Julio Cortázar em Porto Alegre

Jorge Adelar Finatto






A literatura passa um sentimento de permanência das coisas. Nós passamos, as palavras escritas ficam. A maior parte dos livros dura muito mais do que as pessoas.

Os escritores que escolhemos para nos acompanhar na travessia são fundadores dessa eternidade de papel. Os livros fazem parte do que somos.

A lembrança mais remota que associo ao nome do escritor argentino Julio Cortázar (1914 - 1984) é dos primeiros tempos de estudante universitário em Porto Alegre. O ano 1976, tinha dezenove anos. Estava lendo Histórias de Cronópios e de Famas e As Armas Secretas.

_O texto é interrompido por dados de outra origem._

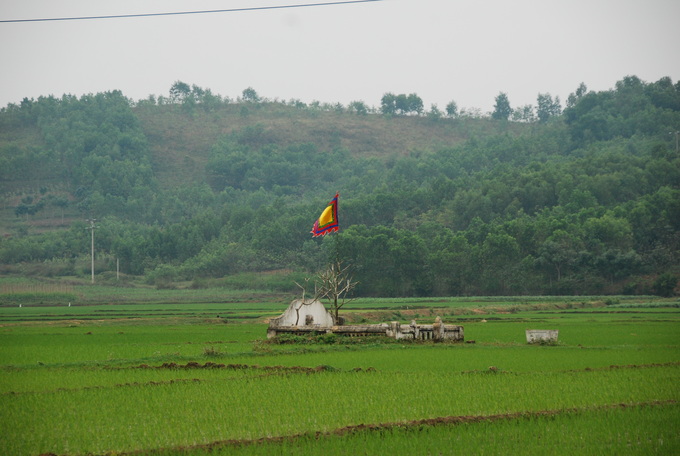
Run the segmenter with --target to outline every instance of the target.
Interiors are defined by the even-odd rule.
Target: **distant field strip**
[[[649,368],[655,368],[655,367],[672,367],[672,366],[680,366],[680,361],[679,362],[672,362],[672,363],[655,363],[655,364],[643,364],[643,365],[626,365],[626,366],[618,366],[618,365],[611,365],[607,367],[600,367],[600,368],[585,368],[585,369],[574,369],[574,370],[569,370],[565,372],[571,372],[571,373],[577,373],[577,372],[592,372],[592,371],[608,371],[608,370],[618,370],[618,369],[649,369]],[[197,378],[197,377],[191,377],[191,376],[186,376],[185,378],[174,378],[177,374],[176,372],[178,370],[186,372],[187,374],[191,372],[196,372],[197,370],[210,370],[210,371],[215,371],[215,370],[230,370],[230,371],[235,371],[233,376],[231,377],[224,377],[224,376],[219,376],[220,381],[228,381],[228,380],[238,380],[242,378],[250,378],[250,379],[258,379],[258,378],[265,378],[265,377],[270,377],[270,376],[288,376],[288,375],[294,375],[294,374],[300,374],[300,375],[310,375],[310,374],[318,374],[322,372],[333,372],[333,371],[340,371],[341,369],[336,369],[332,366],[316,366],[316,367],[303,367],[303,366],[259,366],[259,365],[247,365],[247,364],[222,364],[222,363],[213,363],[213,362],[207,362],[205,364],[200,364],[197,362],[189,362],[184,365],[181,364],[176,364],[176,363],[164,363],[160,366],[148,366],[148,365],[141,365],[138,367],[133,367],[133,368],[116,368],[116,367],[108,367],[104,366],[102,369],[105,369],[107,372],[111,372],[112,370],[117,371],[120,374],[121,378],[138,378],[139,380],[137,381],[128,381],[125,383],[110,383],[110,384],[102,384],[102,385],[96,385],[96,386],[91,386],[91,385],[86,385],[86,386],[80,386],[80,387],[68,387],[66,386],[67,384],[73,384],[73,379],[69,377],[68,373],[66,370],[60,370],[59,375],[63,378],[65,378],[65,383],[60,383],[59,381],[52,383],[50,386],[53,386],[54,388],[51,389],[41,389],[41,390],[26,390],[24,389],[25,386],[30,385],[30,382],[26,381],[24,379],[21,383],[22,388],[18,388],[16,390],[11,390],[11,391],[0,391],[0,396],[1,395],[20,395],[20,394],[45,394],[45,393],[61,393],[61,392],[77,392],[77,391],[86,391],[86,390],[95,390],[95,389],[107,389],[107,388],[138,388],[138,387],[145,387],[145,386],[160,386],[160,385],[170,385],[173,383],[182,383],[182,382],[204,382],[204,381],[210,381],[210,378]],[[134,372],[131,372],[131,369],[142,369],[142,370],[164,370],[166,371],[166,374],[164,376],[159,376],[157,373],[154,372],[149,372],[149,373],[144,373],[142,372],[141,374],[136,375]],[[351,372],[375,372],[376,369],[369,367],[369,368],[361,368],[361,367],[355,367],[353,369],[350,369],[349,371]],[[30,372],[28,373],[30,376],[36,376],[35,372]],[[467,371],[467,372],[460,372],[460,374],[510,374],[510,372],[504,372],[502,370],[497,370],[496,368],[489,369],[487,371]],[[53,373],[50,373],[48,375],[54,375]],[[199,374],[200,376],[200,374]],[[167,377],[167,378],[166,378]],[[172,377],[172,378],[170,378]],[[153,378],[153,380],[145,380],[145,378]],[[68,383],[66,383],[68,382]],[[61,385],[61,386],[59,386]]]
[[[73,293],[73,286],[58,283],[0,283],[0,294],[13,295],[20,293]]]

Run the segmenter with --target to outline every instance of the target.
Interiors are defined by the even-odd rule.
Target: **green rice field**
[[[280,299],[2,298],[3,455],[680,453],[677,299],[357,300],[466,343],[278,344]]]

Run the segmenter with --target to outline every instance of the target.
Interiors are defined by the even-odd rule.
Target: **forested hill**
[[[176,83],[137,102],[9,105],[2,272],[87,275],[96,218],[101,280],[116,259],[126,277],[201,286],[337,256],[362,295],[674,292],[680,83],[581,85],[564,109],[500,94],[488,117],[418,102],[233,101]],[[312,239],[336,191],[341,231]]]

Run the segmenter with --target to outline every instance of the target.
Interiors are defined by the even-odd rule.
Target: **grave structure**
[[[318,300],[296,299],[279,317],[269,320],[267,338],[280,334],[333,333],[350,337],[387,336],[394,339],[454,341],[464,340],[463,327],[446,325],[440,317],[433,324],[421,325],[415,320],[410,324],[398,321],[377,325],[338,325],[333,315]]]

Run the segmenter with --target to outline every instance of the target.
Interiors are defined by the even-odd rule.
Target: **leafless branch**
[[[343,266],[340,261],[332,263],[328,269],[319,274],[319,297],[328,299],[331,309],[338,321],[338,312],[345,304],[354,301],[347,295],[357,286],[353,280],[349,265]]]

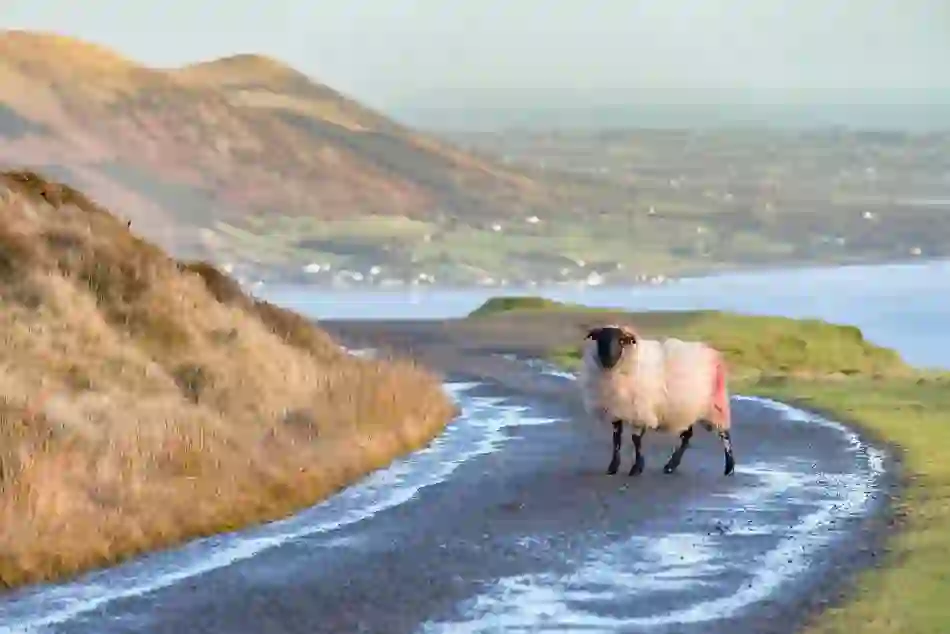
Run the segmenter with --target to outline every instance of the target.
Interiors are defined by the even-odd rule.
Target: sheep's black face
[[[597,344],[597,359],[605,370],[620,363],[623,349],[637,342],[636,337],[629,332],[614,326],[594,328],[587,333],[587,338]]]

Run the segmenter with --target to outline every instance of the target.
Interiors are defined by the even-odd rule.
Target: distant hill
[[[154,69],[26,31],[0,32],[4,165],[81,187],[188,255],[249,218],[425,220],[551,203],[532,178],[267,57]]]
[[[0,169],[68,183],[166,251],[247,282],[627,283],[950,249],[950,133],[814,127],[867,120],[840,109],[569,105],[509,123],[596,129],[449,141],[420,131],[445,127],[437,111],[407,127],[259,55],[157,69],[0,31]],[[865,114],[950,121],[939,105],[900,108]],[[500,116],[459,114],[467,129]],[[656,129],[737,118],[811,129]],[[654,129],[619,130],[632,127]]]

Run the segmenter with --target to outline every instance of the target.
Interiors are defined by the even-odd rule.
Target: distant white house
[[[350,271],[347,269],[343,269],[336,274],[336,276],[334,277],[334,281],[341,282],[344,284],[346,282],[362,282],[363,274],[360,273],[359,271]]]
[[[604,283],[604,276],[595,271],[588,275],[585,281],[588,286],[600,286]]]

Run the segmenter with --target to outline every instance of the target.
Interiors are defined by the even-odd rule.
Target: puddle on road
[[[531,365],[575,378],[543,362]],[[840,423],[768,399],[733,398],[754,401],[789,421],[834,429],[846,441],[854,471],[821,473],[811,460],[795,457],[744,465],[742,476],[751,484],[684,509],[694,530],[683,532],[679,515],[678,523],[659,522],[648,535],[590,554],[571,574],[502,579],[460,605],[457,620],[430,622],[421,631],[537,632],[545,624],[552,631],[681,631],[689,624],[704,629],[800,578],[840,536],[837,525],[867,512],[884,474],[884,454]]]
[[[556,369],[539,369],[573,378]],[[446,387],[460,402],[462,413],[427,448],[287,520],[199,540],[175,551],[92,573],[73,583],[8,595],[0,599],[0,634],[39,633],[67,622],[107,632],[109,619],[121,616],[121,609],[116,608],[121,607],[123,599],[194,579],[301,537],[332,533],[369,519],[412,500],[425,487],[444,482],[473,458],[497,451],[512,439],[510,429],[556,422],[531,417],[529,408],[501,398],[475,396],[473,392],[480,387],[477,383],[450,383]],[[825,527],[866,509],[884,461],[880,452],[865,446],[842,425],[784,404],[760,402],[790,418],[837,429],[848,439],[860,473],[808,473],[811,465],[807,461],[744,465],[743,475],[753,484],[704,497],[702,506],[690,511],[694,521],[689,528],[695,530],[684,532],[682,524],[658,527],[655,533],[661,537],[639,536],[590,553],[568,576],[503,579],[462,606],[462,621],[430,623],[425,630],[464,633],[507,626],[538,631],[539,623],[550,622],[557,624],[556,629],[574,626],[584,631],[613,632],[642,626],[656,631],[664,625],[722,618],[768,597],[805,570],[827,545],[833,531]],[[815,478],[822,478],[824,483],[816,484]],[[796,528],[789,530],[783,525],[778,530],[769,518],[792,506]],[[733,515],[737,507],[745,509],[739,526],[727,526],[723,534],[700,528],[711,526],[714,518]],[[757,519],[747,522],[748,513]],[[754,545],[743,547],[741,558],[730,555],[740,542]],[[529,540],[523,546],[541,547],[532,544]],[[679,609],[672,612],[650,612],[651,601],[656,606],[670,605],[671,593],[688,596],[691,602],[680,600]],[[626,605],[626,612],[618,613],[618,605]]]
[[[363,357],[373,354],[372,350],[350,352]],[[506,404],[505,399],[470,394],[480,386],[446,383],[446,390],[462,411],[428,447],[293,517],[197,540],[173,551],[93,572],[71,583],[28,588],[0,598],[0,634],[39,634],[55,625],[78,621],[97,624],[96,631],[107,631],[104,614],[116,602],[251,559],[295,539],[331,533],[369,519],[405,504],[426,487],[444,482],[473,458],[498,450],[510,440],[508,429],[556,422],[528,416],[528,408]]]

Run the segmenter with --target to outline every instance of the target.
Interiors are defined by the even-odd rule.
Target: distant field
[[[452,141],[517,166],[562,204],[424,221],[258,216],[229,230],[231,244],[280,261],[375,264],[382,276],[457,283],[950,255],[950,134],[634,130]]]

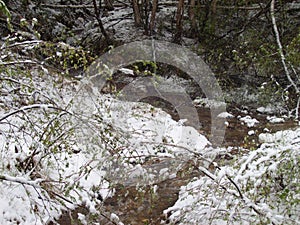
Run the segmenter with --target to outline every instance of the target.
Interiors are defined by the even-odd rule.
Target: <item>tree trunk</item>
[[[150,0],[142,0],[142,7],[143,7],[143,15],[142,19],[144,22],[144,30],[145,34],[149,35],[149,9],[150,9]]]
[[[182,37],[182,18],[184,13],[184,0],[178,0],[177,12],[176,12],[176,33],[174,36],[174,42],[180,44]]]
[[[139,27],[142,25],[142,17],[141,17],[138,0],[132,0],[132,7],[133,7],[133,15],[134,15],[134,24],[135,26]]]
[[[215,15],[217,11],[217,1],[218,0],[212,0],[211,2],[211,11],[213,15]]]
[[[209,11],[209,33],[214,35],[216,33],[216,13],[217,13],[217,0],[212,0]]]
[[[191,36],[192,37],[196,37],[196,32],[197,32],[197,22],[196,22],[196,17],[195,17],[195,10],[196,10],[196,1],[190,0],[189,18],[191,21]]]
[[[150,28],[149,28],[150,29],[150,35],[152,35],[153,31],[154,31],[157,7],[158,7],[158,0],[153,0],[152,12],[151,12],[151,21],[150,21]]]

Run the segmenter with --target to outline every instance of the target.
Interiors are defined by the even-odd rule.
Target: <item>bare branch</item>
[[[41,4],[41,7],[51,8],[51,9],[93,9],[93,5],[53,5],[53,4]]]
[[[108,33],[106,32],[106,30],[103,26],[96,0],[93,0],[93,6],[94,6],[95,16],[96,16],[97,22],[99,24],[100,31],[103,34],[103,36],[105,37],[105,41],[106,41],[107,45],[111,45],[112,42],[111,42],[111,39],[110,39]]]
[[[281,44],[281,41],[280,41],[280,35],[279,35],[279,31],[278,31],[278,28],[277,28],[277,25],[276,25],[275,12],[274,12],[275,10],[274,9],[275,9],[275,0],[272,0],[271,1],[271,6],[270,6],[270,12],[271,12],[271,19],[272,19],[273,29],[274,29],[274,33],[275,33],[275,37],[276,37],[276,42],[277,42],[277,46],[278,46],[278,52],[279,52],[280,58],[281,58],[281,63],[283,65],[286,77],[288,78],[289,82],[291,83],[291,85],[294,87],[296,93],[298,94],[299,89],[298,89],[297,85],[295,84],[295,82],[293,81],[293,79],[290,75],[290,72],[287,68],[287,65],[286,65],[286,59],[285,59],[285,55],[283,53],[283,48],[282,48],[282,44]]]
[[[121,1],[116,1],[119,2],[119,4],[113,4],[114,7],[122,7],[122,6],[126,6],[126,7],[130,7],[130,5],[128,5],[125,2],[121,2]],[[54,5],[54,4],[41,4],[41,7],[44,8],[50,8],[50,9],[93,9],[94,5]],[[106,5],[101,6],[101,8],[108,8]]]
[[[160,3],[160,5],[163,6],[176,6],[177,2],[163,2]],[[192,5],[188,5],[189,7]],[[198,8],[206,8],[206,5],[197,5]],[[234,9],[234,10],[261,10],[261,6],[222,6],[222,5],[216,5],[215,9]]]
[[[231,179],[231,177],[228,176],[227,174],[226,174],[226,177],[227,177],[228,180],[235,186],[235,188],[236,188],[237,191],[239,192],[239,195],[240,195],[241,199],[244,199],[244,196],[243,196],[243,194],[242,194],[242,192],[241,192],[239,186],[238,186],[238,185]]]

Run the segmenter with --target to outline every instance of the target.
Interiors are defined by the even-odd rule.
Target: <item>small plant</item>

A fila do restaurante universitário era torturante pra quem tinha que ir pro trabalho cedo da tarde como eu. Estudante pobre, precisava trabalhar pra sobreviver, como muitos. Nas filas do r.u., lia Cortázar (foto). Então, aquele era também um bom momento do meu dia. Depois li outros livros dele.

Agora, lendo Papéis Inesperados (tradução de Ari Roitman e Paulina Wacht), livro de 490 páginas, com textos inéditos do escritor, publicado originalmente em 2009, vinte e cinco anos após sua morte, reencontro Cortázar. No Brasil, o livro foi lançado em 2010 pela Civilização Brasileira.

Os textos - encontrados em uma velha cômoda, na casa onde morou o autor, em Paris, por sua viúva Aurora Bernárdez - são poemas, contos, outras histórias de cronópios e de famas, outros episódios de Um tal Lucas, um capítulo de O Livro de Manuel, discursos, prólogos, artigos de arte e literatura, crônicas de viagem, etc.

A felicidade de encontrar material novo do autor, tantos anos depois, é muito grande.

O dado inusitado e, para nós que amamos a literatura de Julio Cortázar, muito gratificante foi descobrir uma menção a Porto Alegre no texto Never stop the press, onde se lê a frase "uma vista escolhida do Tirol e/ou de Bariloche e/ou de Porto Alegre" (pág. 117).

Sei que Cortázar gostava do Brasil, onde esteve pelo menos em duas ocasiões, e que admirava, por exemplo, Clarice Lispector e Carlos Drummond de Andrade, além de apreciar nossa música, especialmente Caetano Veloso, mas ignoro se alguma vez esteve em nossa cidade.

De qualquer forma, ver Porto Alegre no texto de Cortázar, ainda que só de passagem, dá o que imaginar. Pensando bem, acho que ele tinha muito a ver com a cidade povoada de barcos e crepúsculos, jardins escondidos na frente de casas desaparecidas, quintais perdidos no tempo.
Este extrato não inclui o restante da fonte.